Data 2 is NOT appropriate for the linear regression model as it violates criteria 1 (linearity), criteria 2 (nearly normal residuals), and criteria 3 (constant variability).

# Data3

#1. Linearity
plot(x = data3$x, y = data3$y)

# There does appear to be a linear component to this plot.

#2. Nearly normal residuals
hist(lm3$residuals, breaks = 10)

qqnorm(lm3$residuals)
qqline(lm3$residuals)

# This is questionable whether or not there is nearly normal residuals. On the qqnorm() plot, it appears that, other than the 1 outlier, the residuals appears to be on the line. The histogram is difficult to discern if this contains nearly normal residuals. This again also suffers from low sample size.

#3 Constant variability
plot(lm3$residuals ~ data3$x)
abline(h = 0, lty = 3)

# On visual inspection, there appears to be a problem. There's an obvious pattern here. So it fails criteria here.

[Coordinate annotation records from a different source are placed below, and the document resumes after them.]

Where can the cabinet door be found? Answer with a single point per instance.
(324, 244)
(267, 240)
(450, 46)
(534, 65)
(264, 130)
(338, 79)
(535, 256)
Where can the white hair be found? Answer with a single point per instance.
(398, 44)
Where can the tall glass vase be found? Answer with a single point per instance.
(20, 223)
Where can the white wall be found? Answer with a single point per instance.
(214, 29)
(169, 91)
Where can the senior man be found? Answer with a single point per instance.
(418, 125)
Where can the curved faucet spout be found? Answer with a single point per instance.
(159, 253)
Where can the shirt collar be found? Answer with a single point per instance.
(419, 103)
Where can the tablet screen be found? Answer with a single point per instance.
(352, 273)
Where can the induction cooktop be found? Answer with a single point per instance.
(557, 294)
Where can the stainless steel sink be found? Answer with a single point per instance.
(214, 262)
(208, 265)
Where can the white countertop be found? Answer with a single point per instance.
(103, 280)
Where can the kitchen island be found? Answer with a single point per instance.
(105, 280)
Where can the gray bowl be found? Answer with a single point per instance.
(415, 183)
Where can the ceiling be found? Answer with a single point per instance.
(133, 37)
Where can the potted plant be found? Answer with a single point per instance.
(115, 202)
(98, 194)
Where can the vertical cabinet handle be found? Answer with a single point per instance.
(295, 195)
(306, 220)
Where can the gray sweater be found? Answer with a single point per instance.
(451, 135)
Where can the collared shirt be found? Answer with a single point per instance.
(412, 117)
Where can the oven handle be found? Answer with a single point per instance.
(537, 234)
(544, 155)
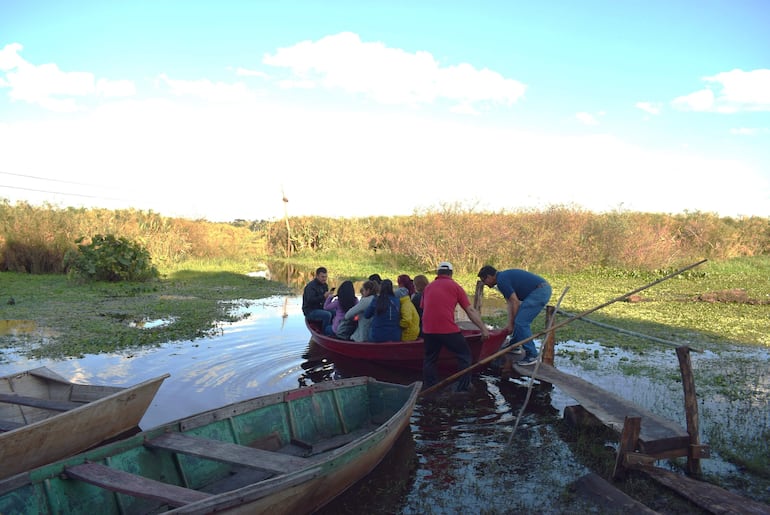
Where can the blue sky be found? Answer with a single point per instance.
(217, 109)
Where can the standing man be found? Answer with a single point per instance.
(440, 329)
(313, 298)
(526, 295)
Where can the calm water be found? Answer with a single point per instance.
(459, 456)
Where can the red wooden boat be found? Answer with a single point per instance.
(409, 355)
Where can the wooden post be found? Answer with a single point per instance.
(478, 296)
(548, 341)
(690, 411)
(628, 439)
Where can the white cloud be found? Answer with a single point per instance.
(586, 118)
(391, 75)
(50, 87)
(243, 72)
(730, 92)
(652, 108)
(210, 91)
(115, 88)
(749, 131)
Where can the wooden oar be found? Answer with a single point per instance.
(502, 352)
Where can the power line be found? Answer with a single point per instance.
(62, 193)
(47, 179)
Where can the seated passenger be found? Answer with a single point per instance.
(420, 282)
(385, 312)
(361, 333)
(313, 298)
(340, 304)
(410, 320)
(404, 281)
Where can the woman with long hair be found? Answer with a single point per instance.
(385, 312)
(341, 303)
(355, 315)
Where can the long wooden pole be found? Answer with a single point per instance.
(501, 352)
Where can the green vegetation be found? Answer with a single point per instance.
(599, 257)
(110, 258)
(73, 319)
(203, 270)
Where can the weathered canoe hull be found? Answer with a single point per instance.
(97, 413)
(346, 428)
(408, 355)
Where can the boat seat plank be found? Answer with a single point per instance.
(334, 442)
(9, 425)
(38, 403)
(131, 484)
(228, 452)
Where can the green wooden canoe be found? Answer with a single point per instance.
(290, 452)
(44, 417)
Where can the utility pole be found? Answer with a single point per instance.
(286, 219)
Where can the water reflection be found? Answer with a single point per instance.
(457, 456)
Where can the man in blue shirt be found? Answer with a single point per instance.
(313, 298)
(526, 295)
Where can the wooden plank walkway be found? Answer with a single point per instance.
(710, 497)
(657, 434)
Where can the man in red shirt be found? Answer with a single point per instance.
(440, 329)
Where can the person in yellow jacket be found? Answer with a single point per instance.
(410, 319)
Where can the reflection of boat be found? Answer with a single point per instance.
(44, 417)
(407, 355)
(289, 452)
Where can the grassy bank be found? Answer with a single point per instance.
(60, 318)
(714, 303)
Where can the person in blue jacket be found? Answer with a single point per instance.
(526, 295)
(385, 312)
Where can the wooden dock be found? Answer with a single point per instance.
(657, 436)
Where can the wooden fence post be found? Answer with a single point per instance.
(478, 296)
(690, 411)
(548, 341)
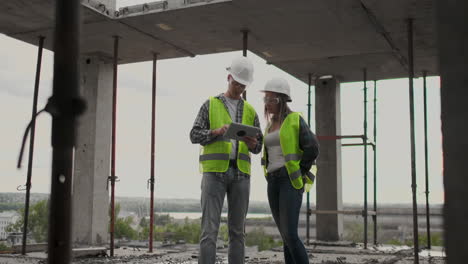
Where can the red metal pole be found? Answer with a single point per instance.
(114, 125)
(245, 38)
(153, 141)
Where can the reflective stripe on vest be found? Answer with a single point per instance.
(215, 156)
(289, 140)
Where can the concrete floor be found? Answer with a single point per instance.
(188, 254)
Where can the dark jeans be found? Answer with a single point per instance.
(214, 188)
(285, 203)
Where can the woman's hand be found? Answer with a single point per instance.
(219, 131)
(250, 141)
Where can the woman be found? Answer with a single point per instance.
(289, 153)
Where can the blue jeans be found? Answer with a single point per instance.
(285, 203)
(214, 189)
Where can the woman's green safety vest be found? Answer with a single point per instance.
(289, 140)
(215, 156)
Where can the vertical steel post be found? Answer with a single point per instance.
(65, 106)
(374, 217)
(31, 143)
(153, 142)
(308, 194)
(412, 136)
(426, 163)
(245, 38)
(365, 157)
(114, 126)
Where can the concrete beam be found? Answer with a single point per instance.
(329, 194)
(92, 158)
(452, 28)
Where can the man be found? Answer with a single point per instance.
(225, 163)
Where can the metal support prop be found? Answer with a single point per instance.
(114, 126)
(65, 106)
(426, 164)
(364, 139)
(153, 142)
(308, 194)
(31, 143)
(412, 136)
(374, 147)
(245, 39)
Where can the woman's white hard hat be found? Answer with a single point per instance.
(278, 85)
(241, 70)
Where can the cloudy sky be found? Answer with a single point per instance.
(183, 85)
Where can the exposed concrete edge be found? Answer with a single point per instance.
(30, 247)
(88, 252)
(146, 8)
(99, 7)
(162, 6)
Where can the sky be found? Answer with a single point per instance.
(183, 85)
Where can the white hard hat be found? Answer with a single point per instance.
(278, 85)
(241, 70)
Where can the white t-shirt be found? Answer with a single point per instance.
(232, 107)
(275, 154)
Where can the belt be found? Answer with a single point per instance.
(277, 173)
(233, 164)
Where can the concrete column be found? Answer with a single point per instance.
(92, 155)
(452, 27)
(329, 195)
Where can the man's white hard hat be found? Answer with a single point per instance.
(241, 70)
(278, 85)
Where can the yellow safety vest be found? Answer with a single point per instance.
(289, 141)
(214, 157)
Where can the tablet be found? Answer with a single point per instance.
(237, 131)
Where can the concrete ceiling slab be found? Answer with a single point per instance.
(319, 37)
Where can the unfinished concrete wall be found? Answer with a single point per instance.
(329, 190)
(452, 26)
(92, 155)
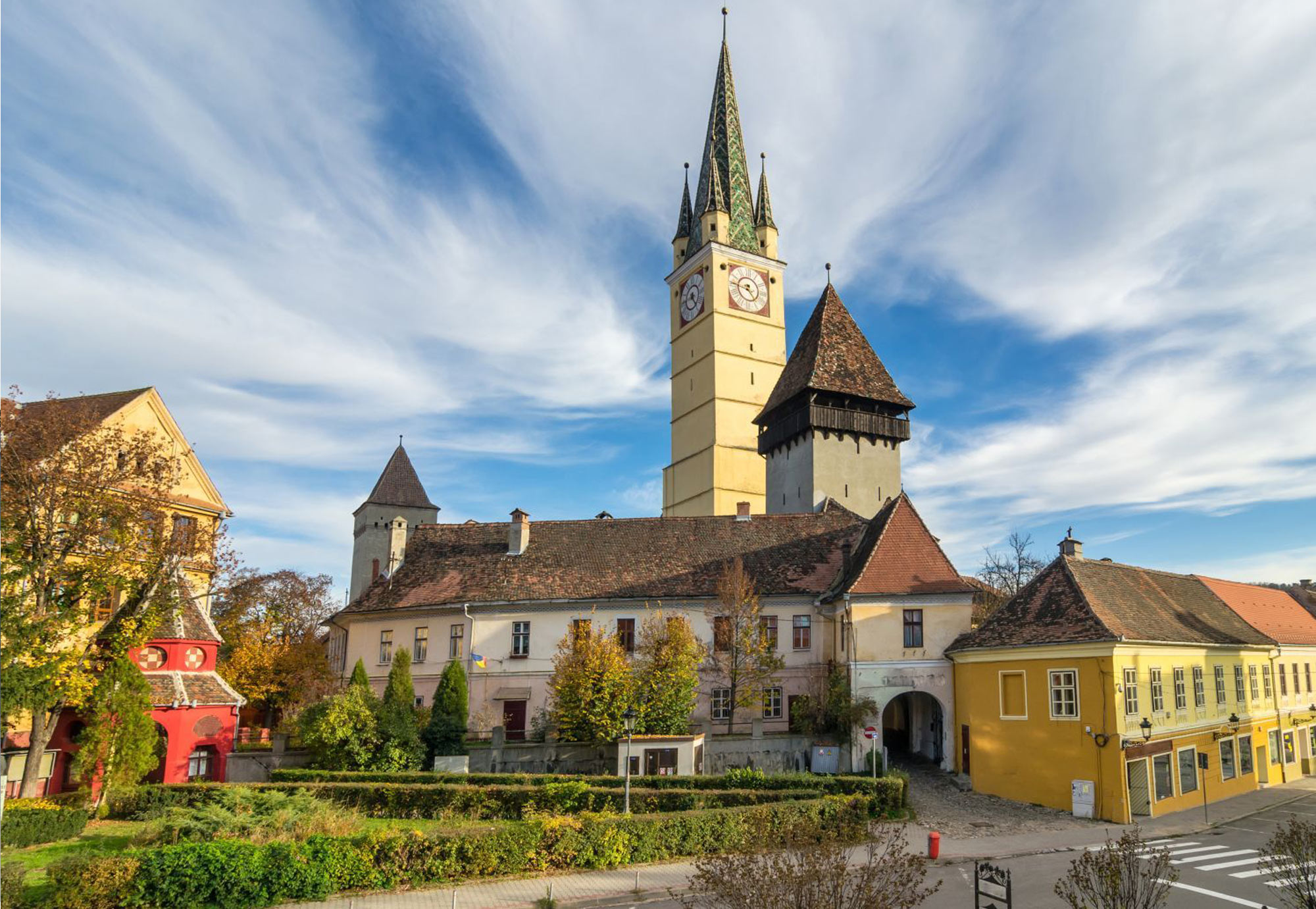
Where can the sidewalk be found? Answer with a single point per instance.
(620, 885)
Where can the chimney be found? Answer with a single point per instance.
(1072, 547)
(519, 532)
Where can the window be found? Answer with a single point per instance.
(914, 627)
(1227, 767)
(802, 638)
(1064, 693)
(627, 635)
(520, 639)
(722, 634)
(1014, 696)
(1188, 769)
(1163, 775)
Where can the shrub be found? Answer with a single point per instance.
(30, 821)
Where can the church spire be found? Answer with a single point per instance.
(723, 169)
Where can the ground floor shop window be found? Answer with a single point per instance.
(1164, 776)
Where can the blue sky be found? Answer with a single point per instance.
(1080, 236)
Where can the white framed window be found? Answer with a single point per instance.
(1064, 684)
(1014, 694)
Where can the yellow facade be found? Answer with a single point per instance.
(724, 365)
(1035, 719)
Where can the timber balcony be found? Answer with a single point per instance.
(834, 419)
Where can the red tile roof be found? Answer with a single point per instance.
(1272, 611)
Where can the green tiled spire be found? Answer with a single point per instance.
(764, 207)
(686, 218)
(724, 167)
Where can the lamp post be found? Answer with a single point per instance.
(628, 719)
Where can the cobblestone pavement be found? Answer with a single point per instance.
(940, 805)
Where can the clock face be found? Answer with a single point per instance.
(748, 290)
(692, 298)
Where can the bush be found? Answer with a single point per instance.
(240, 873)
(30, 821)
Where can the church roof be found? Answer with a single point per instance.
(832, 355)
(399, 484)
(724, 161)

#4 Independent Observations
# There is assumed to be independent as the author has not provided any more details regarding where it came from. It doesn't appear that choosing one point had swayed the author to choose a second point.

Data 3 fails criteria (3) and likely (2) as well. It is inappropriate to use the linear regression model here.

# Data4

#1. Linearity
plot(x = data4$x, y = data4$y)

# There is NO linear component. This fails the criteria.

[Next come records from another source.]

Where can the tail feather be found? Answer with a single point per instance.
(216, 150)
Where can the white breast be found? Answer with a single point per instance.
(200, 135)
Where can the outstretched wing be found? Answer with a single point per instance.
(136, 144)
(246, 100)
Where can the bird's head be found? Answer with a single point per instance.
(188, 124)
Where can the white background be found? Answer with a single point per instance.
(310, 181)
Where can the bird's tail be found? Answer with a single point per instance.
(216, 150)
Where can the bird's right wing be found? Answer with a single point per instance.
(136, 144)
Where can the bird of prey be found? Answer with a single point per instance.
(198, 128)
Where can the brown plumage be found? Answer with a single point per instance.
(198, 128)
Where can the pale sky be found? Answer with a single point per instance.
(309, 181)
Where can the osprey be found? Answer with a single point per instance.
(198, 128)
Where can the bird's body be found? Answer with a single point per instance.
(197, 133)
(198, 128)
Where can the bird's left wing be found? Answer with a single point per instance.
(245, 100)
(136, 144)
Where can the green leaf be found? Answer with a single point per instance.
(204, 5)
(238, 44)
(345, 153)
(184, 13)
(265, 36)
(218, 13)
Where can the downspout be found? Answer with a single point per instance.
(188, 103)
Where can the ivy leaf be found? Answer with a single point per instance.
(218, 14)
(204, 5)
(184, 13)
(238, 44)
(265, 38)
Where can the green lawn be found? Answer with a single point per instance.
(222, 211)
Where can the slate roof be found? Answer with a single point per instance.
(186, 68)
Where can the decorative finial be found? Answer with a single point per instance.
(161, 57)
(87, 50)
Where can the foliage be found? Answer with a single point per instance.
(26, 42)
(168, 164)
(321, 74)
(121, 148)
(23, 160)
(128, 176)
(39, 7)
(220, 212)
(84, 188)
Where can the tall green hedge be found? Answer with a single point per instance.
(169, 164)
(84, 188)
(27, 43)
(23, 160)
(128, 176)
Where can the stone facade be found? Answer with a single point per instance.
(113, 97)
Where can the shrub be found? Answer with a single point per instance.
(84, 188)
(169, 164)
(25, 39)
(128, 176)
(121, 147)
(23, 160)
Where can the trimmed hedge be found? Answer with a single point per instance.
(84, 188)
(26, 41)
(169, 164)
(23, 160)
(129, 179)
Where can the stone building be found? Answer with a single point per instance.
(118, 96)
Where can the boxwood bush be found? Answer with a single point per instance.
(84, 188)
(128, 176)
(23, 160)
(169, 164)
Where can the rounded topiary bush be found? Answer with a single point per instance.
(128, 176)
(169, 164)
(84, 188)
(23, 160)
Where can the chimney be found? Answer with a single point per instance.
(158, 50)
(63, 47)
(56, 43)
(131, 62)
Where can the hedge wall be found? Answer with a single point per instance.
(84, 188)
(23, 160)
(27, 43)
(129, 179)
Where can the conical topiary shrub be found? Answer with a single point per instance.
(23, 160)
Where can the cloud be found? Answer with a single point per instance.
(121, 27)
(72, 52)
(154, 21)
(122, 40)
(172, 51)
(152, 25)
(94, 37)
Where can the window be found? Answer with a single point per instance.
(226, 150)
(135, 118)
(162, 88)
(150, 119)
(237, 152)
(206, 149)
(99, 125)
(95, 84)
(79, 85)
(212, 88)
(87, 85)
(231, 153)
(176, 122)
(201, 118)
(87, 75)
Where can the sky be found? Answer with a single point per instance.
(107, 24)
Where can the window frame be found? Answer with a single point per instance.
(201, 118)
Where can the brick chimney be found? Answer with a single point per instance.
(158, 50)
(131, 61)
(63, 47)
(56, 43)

#2. Nearly normal residuals
hist(lm4$residuals, breaks = 10)

qqnorm(lm4$residuals)
qqline(lm4$residuals)

# There appears to be nearly normal residuals. 

#3 Constant variability
plot(lm4$residuals ~ data4$x)
abline(h = 0, lty = 3)

# On visual inspection, there appears to be a problem. There's an obvious pattern here. So it fails the criteria as well here.

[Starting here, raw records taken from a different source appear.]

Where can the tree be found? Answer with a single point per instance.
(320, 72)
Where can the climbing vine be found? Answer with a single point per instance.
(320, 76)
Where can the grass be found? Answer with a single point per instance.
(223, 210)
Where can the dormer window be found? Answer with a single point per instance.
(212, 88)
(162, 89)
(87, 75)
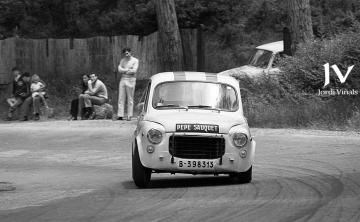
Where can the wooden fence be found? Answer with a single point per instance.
(74, 57)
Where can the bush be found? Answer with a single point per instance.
(292, 99)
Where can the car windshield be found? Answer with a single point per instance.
(195, 95)
(260, 58)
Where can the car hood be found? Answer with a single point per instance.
(250, 71)
(169, 119)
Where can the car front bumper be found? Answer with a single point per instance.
(162, 161)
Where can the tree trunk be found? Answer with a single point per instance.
(300, 23)
(170, 47)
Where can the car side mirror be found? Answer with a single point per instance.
(140, 106)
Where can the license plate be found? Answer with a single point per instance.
(196, 164)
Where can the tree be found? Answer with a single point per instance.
(170, 45)
(300, 24)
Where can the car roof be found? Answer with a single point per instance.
(193, 76)
(273, 46)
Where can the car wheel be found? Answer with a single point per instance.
(141, 175)
(243, 177)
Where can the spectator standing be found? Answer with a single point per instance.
(74, 108)
(96, 94)
(33, 102)
(37, 89)
(128, 68)
(20, 91)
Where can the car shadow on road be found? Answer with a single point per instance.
(183, 182)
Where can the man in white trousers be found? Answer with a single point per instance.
(128, 68)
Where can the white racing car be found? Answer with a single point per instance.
(192, 122)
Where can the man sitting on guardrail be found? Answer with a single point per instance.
(20, 91)
(95, 95)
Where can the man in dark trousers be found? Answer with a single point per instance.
(20, 91)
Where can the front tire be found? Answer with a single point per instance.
(243, 177)
(141, 175)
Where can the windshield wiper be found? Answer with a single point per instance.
(199, 106)
(171, 106)
(204, 107)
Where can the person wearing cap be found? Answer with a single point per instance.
(20, 91)
(96, 94)
(128, 68)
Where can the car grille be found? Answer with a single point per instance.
(194, 147)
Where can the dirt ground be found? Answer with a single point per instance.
(81, 171)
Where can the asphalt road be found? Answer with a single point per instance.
(81, 171)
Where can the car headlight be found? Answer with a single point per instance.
(239, 139)
(154, 136)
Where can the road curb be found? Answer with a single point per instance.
(6, 186)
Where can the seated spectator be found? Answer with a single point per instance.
(32, 102)
(75, 102)
(95, 95)
(20, 91)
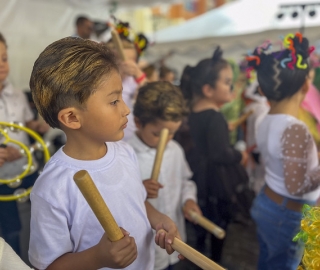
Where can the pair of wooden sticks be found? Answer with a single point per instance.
(200, 220)
(107, 221)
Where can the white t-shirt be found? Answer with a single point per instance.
(174, 176)
(9, 260)
(61, 219)
(290, 157)
(14, 107)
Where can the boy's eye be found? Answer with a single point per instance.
(114, 102)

#4 Independent Observations
# There is assumed to be independent as the author has not provided any more details regarding where it came from. It doesn't appear that choosing one point had swayed the author to choose a second point.

Data 4 fails on criteria (1) and (3).

Explain why it is important to include appropriate visualizations when analyzing data. Include any visualization(s) you create.

It is important to visualize the data as it can provide insight into the data. For example, looking at the residuals can determine if there is some underlying pattern that can’t be recognize with just looking at the numbers directly. When we had calculated the mean and standard deviation, all of the numbers were the same. Likewise, the median were similar to each other. When we had used the lm() function, they all suggested the same linear regression model. However, each data set had its own unique characteristics of it that were more obvious when we visualized it. The visualization will allow us to easily see patterns that weren’t so obvious before. Please see above for the included visualizations.